A small tribal educated group emerged in these societies by the western education introduced by Christian Missionaries. These educated tribals showed concern for modernizing tribal societies and for conservation of traditional values. Tribal politics gradually developed into a struggle for freedom. The Jharkhand Mukti Morcha ( 1972) was established and the all-India Jharkhand Students Union (1986) went through a lot of ups and downs. Jharkhand state was created in 2000 by carving out 18 districts of Bihar but some Tribal dominated districts are still not part of Jharkhand. Bodo Movement:

Bodos are one of the earliest settlers of Assam and are the largest tribes of Assam. They ruled over Assam till 1825. Bodos are ethnic and linguistic community . 47% of population of Assam were Bodos in 1947 but they declined to 27% in 1971. Even after independence, the area had been facing neglect in the area of development. It soon became a centre of dissent and demands for secession.
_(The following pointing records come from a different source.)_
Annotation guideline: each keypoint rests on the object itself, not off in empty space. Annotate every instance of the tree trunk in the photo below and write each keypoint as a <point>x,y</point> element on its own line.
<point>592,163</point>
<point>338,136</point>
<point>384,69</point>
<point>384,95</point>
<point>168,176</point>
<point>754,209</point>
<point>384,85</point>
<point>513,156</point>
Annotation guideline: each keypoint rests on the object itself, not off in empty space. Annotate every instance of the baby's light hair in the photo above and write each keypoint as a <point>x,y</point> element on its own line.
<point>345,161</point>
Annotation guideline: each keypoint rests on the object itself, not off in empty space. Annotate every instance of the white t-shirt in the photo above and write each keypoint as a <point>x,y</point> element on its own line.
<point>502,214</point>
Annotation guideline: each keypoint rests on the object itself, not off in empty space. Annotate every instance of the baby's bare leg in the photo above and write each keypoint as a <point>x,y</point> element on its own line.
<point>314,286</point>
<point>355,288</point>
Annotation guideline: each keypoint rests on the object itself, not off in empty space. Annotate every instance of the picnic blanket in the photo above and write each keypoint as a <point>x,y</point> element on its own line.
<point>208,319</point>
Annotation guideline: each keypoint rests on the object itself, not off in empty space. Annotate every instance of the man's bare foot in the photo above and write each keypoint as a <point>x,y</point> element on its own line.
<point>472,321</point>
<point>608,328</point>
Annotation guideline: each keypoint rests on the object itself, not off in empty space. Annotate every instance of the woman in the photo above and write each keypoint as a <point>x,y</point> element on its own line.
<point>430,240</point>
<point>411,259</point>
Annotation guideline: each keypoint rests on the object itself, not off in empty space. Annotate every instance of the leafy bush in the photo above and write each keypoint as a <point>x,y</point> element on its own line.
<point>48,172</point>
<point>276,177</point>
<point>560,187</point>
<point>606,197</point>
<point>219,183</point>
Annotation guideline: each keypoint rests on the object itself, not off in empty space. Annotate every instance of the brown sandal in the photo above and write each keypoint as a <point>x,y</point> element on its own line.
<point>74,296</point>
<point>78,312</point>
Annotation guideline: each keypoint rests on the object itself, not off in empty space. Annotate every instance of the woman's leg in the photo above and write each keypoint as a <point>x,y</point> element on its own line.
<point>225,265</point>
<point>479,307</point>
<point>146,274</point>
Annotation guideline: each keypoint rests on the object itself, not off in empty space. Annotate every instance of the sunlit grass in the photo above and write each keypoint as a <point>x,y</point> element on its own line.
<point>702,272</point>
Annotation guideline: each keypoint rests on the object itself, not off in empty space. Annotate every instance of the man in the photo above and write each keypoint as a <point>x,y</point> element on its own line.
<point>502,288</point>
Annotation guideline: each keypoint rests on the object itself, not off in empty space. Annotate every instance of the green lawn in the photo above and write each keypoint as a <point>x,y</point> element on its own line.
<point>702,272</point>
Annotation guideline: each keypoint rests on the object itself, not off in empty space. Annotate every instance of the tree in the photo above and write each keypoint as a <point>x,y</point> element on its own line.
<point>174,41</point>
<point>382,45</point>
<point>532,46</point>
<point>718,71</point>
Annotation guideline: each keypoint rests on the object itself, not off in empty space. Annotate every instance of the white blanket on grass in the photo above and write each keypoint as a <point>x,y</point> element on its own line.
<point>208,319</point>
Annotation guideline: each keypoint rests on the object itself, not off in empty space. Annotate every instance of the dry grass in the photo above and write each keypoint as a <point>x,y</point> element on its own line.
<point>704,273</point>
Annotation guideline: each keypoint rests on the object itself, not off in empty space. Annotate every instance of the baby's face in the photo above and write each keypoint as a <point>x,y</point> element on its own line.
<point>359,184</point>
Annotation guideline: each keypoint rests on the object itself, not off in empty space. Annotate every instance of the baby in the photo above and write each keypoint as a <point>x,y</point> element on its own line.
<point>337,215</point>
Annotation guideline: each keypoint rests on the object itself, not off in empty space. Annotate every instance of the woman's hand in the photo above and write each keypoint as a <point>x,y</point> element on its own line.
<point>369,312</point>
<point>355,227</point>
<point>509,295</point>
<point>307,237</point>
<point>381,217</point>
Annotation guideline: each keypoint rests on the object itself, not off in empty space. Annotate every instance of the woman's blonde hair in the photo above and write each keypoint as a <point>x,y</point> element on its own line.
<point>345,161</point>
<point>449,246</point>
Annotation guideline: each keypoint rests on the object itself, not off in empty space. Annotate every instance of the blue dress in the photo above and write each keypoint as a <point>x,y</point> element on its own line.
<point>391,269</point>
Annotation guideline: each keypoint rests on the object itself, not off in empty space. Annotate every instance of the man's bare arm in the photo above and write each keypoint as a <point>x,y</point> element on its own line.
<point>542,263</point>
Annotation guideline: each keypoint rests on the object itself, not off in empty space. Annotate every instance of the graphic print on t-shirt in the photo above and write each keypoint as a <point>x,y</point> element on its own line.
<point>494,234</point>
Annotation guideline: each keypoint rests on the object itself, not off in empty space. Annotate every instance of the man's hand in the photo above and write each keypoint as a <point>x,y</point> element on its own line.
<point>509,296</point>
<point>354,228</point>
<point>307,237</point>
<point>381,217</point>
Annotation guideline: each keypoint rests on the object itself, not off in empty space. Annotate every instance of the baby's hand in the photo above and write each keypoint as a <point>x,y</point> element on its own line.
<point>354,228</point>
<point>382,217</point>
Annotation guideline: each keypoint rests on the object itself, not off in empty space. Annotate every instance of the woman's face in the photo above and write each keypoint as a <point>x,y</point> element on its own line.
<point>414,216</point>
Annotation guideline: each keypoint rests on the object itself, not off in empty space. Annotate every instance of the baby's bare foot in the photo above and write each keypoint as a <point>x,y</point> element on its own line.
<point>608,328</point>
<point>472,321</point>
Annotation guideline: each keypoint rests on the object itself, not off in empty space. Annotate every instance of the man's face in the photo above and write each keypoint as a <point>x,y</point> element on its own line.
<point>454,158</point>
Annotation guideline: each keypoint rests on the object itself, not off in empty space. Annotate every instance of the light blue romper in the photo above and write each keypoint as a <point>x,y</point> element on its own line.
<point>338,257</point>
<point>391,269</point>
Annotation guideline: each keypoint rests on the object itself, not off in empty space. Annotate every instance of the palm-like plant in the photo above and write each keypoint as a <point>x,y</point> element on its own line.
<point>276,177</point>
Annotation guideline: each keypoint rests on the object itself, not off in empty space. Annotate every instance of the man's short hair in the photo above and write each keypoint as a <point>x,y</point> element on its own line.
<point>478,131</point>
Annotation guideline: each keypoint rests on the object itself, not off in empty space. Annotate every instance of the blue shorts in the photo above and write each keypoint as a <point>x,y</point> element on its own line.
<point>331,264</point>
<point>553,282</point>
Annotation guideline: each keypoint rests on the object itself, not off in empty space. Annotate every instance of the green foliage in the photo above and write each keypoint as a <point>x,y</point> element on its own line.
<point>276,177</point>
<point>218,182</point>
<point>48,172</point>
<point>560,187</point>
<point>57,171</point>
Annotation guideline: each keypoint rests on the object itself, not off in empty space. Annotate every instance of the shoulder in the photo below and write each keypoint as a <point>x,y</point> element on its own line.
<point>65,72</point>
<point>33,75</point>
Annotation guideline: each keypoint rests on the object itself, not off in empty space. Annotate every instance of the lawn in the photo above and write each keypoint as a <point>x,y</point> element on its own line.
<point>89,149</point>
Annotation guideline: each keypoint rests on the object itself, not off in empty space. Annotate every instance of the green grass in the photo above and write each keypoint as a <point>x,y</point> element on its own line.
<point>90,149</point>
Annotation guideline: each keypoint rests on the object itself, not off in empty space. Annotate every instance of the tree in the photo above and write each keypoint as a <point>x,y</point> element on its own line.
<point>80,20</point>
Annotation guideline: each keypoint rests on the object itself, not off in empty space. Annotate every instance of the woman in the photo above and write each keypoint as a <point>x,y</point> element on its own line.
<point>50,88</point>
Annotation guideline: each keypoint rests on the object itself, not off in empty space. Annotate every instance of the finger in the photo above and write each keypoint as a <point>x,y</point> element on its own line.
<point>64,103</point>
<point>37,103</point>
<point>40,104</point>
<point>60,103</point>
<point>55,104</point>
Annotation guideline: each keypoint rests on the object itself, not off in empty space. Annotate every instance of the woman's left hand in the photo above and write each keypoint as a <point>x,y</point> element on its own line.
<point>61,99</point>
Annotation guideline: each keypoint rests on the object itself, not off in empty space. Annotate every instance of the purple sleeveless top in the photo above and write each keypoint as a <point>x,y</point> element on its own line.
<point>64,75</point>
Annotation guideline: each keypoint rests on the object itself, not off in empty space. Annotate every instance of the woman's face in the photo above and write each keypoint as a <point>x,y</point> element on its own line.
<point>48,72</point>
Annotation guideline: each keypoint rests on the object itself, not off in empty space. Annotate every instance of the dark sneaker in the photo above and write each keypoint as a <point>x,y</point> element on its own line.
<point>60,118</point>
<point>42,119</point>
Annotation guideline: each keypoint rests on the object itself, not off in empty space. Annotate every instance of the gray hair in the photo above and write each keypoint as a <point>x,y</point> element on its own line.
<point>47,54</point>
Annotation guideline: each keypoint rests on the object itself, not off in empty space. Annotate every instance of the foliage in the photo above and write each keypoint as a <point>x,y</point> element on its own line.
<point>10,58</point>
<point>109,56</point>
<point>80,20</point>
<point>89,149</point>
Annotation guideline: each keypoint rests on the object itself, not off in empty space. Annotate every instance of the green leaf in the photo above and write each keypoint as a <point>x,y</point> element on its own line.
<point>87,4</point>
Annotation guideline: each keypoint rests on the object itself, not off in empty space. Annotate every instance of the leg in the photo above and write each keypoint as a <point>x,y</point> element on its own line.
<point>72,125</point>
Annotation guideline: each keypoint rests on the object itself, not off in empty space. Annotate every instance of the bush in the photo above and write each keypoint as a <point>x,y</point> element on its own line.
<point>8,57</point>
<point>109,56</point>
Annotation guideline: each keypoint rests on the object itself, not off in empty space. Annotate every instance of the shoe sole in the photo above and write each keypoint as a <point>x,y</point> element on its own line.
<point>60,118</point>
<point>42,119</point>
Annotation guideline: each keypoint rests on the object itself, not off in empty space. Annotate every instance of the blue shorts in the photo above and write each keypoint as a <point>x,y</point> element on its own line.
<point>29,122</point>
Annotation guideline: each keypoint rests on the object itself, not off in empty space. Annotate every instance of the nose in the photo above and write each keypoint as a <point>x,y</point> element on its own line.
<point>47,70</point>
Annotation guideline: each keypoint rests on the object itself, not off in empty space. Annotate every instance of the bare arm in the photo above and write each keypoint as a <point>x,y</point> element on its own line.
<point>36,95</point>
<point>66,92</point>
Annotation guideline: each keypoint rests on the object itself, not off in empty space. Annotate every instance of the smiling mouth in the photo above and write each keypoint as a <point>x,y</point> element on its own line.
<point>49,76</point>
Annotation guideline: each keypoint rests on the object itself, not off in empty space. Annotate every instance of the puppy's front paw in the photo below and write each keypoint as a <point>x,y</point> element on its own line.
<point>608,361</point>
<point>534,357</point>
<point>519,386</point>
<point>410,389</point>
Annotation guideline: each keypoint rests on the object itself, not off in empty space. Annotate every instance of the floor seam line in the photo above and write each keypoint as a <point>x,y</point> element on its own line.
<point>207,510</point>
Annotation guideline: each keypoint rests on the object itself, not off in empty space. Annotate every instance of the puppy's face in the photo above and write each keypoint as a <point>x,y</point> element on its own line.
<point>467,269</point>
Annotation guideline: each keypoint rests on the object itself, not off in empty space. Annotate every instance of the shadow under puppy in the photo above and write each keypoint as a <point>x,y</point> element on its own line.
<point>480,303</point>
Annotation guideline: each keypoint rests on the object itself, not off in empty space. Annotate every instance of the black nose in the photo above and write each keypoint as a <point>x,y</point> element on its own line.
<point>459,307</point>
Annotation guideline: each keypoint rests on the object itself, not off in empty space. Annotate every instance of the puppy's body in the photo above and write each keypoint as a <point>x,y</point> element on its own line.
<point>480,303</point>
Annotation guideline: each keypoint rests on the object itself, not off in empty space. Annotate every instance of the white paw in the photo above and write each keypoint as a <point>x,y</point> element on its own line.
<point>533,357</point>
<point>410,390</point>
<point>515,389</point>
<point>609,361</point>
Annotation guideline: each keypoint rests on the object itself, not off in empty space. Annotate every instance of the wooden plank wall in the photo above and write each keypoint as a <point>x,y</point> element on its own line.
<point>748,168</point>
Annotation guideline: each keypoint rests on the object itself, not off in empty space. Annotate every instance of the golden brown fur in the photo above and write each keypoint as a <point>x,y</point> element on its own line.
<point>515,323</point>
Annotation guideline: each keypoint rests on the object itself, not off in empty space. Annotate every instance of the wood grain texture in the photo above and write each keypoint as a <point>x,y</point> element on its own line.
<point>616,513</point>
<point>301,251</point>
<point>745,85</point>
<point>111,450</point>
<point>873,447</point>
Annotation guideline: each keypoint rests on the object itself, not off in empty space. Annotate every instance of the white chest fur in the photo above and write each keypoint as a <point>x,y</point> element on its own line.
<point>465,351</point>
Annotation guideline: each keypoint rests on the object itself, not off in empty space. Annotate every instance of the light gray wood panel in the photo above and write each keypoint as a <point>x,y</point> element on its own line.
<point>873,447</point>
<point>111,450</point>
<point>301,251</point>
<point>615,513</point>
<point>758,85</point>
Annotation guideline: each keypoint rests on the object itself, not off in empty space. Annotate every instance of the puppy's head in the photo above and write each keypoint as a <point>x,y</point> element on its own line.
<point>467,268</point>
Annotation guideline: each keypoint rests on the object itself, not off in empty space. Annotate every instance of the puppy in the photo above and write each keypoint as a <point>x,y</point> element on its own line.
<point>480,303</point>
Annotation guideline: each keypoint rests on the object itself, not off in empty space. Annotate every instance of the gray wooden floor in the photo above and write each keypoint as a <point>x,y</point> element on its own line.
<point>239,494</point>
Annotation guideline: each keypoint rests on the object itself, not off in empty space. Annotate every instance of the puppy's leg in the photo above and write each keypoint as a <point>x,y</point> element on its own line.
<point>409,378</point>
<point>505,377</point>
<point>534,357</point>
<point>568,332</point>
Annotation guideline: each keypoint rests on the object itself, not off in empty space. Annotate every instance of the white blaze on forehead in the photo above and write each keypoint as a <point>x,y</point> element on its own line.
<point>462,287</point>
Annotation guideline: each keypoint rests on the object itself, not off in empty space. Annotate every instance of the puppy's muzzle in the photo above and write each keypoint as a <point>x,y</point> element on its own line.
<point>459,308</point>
The Bodos wanted more autonomy for the Bodo tribes and the Assamese were concerned with the expulsion of foreigners The Assam Government passed the Illegal Migrants Detection Tribunal Act . This further irritated the Bodos since for the rest of the country only the Foreigners Registration Act was applicable. They felt there should be a single law regarding foreigners throughout the country Language was another problem. The Assamese language was imposed on Bodos. The Bodos were facing a loss of identity and culture. In 1968 all Bodo Students Union raised the slogan of Divide Assam Fifty- Fifty. The tribals were agitated by the rise of Assamese nationalism which protected the Assamese speaking population. In 1984, all BOdo students Union gave a call for a separate state of Bodoland. Following the riots for 8 years a settlement provided for creation of Bodoland Autonomous Council. The policies of the government towards the tribals have changed over the years. They are working towards encouraging traditional arts and culture, respecting tribal rights to land and forest rights and providing support and training Eg., The Scheduled Tribes (Recognition of Forest rights) bill 2005 was passed by the government. The Bill allows tribals and non-tribals living in forests (upto 2005) rights

to use their forest land for livelihood since it is their ancestral land and they need the land to sustain their culture.